Clear tactics that are observable, measurable, and assigned to employees get accomplished. If you don’t measure it, you don’t get it. If I ask one of my employees to do “good work,” at the end of a year I would probably rate them a “B,” at best. Simplistically, their definition of “good work” is unlikely to be identical to mine. But one of my surprises as a leader is if I ask someone to accomplish 10 specific things — I usually get all 10 — plus two more.

Creating a SLRP has other benefits. It creates clarity and alignment between an individual employee’s daily work and the organization’s overall business. For example, a paralegal working on a revision to an ERISA plan will know specifically how that tactic fits into the law department strategy and the enterprise’s business objectives.

Another benefit is how it allows various parts of the legal department to understand that they are working together to advance a particular goal. For example, at U S WEST, we were challenged to reduce the regulations on incumbent telecommunication carriers so that we could effectively compete with new entrants that had no or reduced regulations. We developed various regulatory legal strategies: some at the federal level, some at local commissions. We also created litigation strategies to challenge laws or regulations we felt were illegal. We identified advocacy strategies for changing laws and regulations. And finally, we developed public relations strategies to have the public understand the benefits to them of our various advocacy positions. Without such a plan, there would not have been clarity between the various parts of the department on how what they were doing was aligned with other teams. And one of the benefits of having the legal, government relations, public policy, and public relations teams all working under one organization is having four levers to pull to advance an objective. I have often said corporate structure doesn’t generally solve integration problems, but at times, it can facilitate the integration.

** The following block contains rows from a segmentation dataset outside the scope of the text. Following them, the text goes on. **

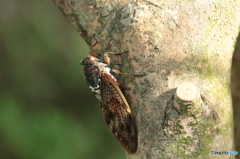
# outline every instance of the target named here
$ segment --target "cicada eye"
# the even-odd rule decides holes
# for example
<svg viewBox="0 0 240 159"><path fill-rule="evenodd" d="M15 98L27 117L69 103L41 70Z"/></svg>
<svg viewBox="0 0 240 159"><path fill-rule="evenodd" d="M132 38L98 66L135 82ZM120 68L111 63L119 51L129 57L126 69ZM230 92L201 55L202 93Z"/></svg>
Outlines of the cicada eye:
<svg viewBox="0 0 240 159"><path fill-rule="evenodd" d="M94 60L89 60L88 65L94 65L95 61Z"/></svg>

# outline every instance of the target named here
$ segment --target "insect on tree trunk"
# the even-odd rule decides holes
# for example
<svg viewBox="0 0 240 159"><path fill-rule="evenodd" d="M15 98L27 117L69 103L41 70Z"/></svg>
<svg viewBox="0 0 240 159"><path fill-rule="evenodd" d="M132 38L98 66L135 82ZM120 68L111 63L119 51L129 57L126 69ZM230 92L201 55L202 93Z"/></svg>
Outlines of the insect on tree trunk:
<svg viewBox="0 0 240 159"><path fill-rule="evenodd" d="M229 81L239 1L55 2L89 46L128 50L121 72L147 74L118 78L138 130L137 152L127 158L234 150Z"/></svg>

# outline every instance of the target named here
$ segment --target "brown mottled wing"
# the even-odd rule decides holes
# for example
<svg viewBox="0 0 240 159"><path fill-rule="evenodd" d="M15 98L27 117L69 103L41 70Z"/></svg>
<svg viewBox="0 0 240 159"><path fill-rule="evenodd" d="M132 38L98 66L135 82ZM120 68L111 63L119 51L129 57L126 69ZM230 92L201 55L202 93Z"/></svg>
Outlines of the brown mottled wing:
<svg viewBox="0 0 240 159"><path fill-rule="evenodd" d="M101 75L101 98L104 120L113 136L128 151L137 151L138 137L131 109L117 82L108 74Z"/></svg>

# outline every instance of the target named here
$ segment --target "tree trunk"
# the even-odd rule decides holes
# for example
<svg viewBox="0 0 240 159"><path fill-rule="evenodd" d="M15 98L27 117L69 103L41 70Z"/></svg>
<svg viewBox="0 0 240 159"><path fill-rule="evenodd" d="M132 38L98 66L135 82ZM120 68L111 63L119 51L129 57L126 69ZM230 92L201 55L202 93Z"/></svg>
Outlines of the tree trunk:
<svg viewBox="0 0 240 159"><path fill-rule="evenodd" d="M232 59L231 94L234 116L234 142L235 150L240 153L240 34L238 35ZM236 158L240 158L238 155Z"/></svg>
<svg viewBox="0 0 240 159"><path fill-rule="evenodd" d="M239 1L55 1L99 52L129 51L121 72L147 74L118 78L138 128L138 150L127 158L234 150L229 81Z"/></svg>

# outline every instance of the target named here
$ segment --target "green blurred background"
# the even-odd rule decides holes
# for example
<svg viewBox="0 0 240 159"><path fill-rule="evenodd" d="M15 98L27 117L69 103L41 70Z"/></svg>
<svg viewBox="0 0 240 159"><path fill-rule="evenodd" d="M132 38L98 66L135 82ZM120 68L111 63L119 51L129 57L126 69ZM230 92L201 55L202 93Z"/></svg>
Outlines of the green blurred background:
<svg viewBox="0 0 240 159"><path fill-rule="evenodd" d="M0 1L0 159L122 159L79 61L88 46L51 0Z"/></svg>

Your plan should include sections on driving efficiency, reducing cost, and developing your employees. This area could include how outside counsel are selected, rules on billing, diversity initiatives (including establishing a diversity committee), ongoing education initiatives, and use and implementation of new technology (and possibly also a technology committee). Also include internal human resources objectives and tactics. These should focus on advancing diversity, recruiting, interviewing, hiring, promoting, titles, compensation, rewards, town halls, events, driving engagement, etc.

The SLRP will also help you report your department’s successes. Toward the end of each calendar year, as results are pulled together, we categorized them under the structure of the SLRP to display how we advanced our business. At the same time, a group (a new committee) was working on developing the next SLRP. I would then hold a town hall meeting with two purposes — to recognize all the team had accomplished in the previous year and to roll out the next SLRP. In the next year’s SLRP, I would emphasize certain areas so that everyone would know our significant focus for the upcoming year. I would also outline key tactics we would be pursuing to advance our department. A copy of the results presentation was provided to our business leaders, and at U S WEST, it was also presented to the board.

In corporate America, results don’t just happen. But if expectations are clear and aligned with the business, it is amazing what can be accomplished. And remember to reward and recognize your team’s great results. As former US President Truman stated, “It is amazing what you can accomplish if you do not care who gets the credit.”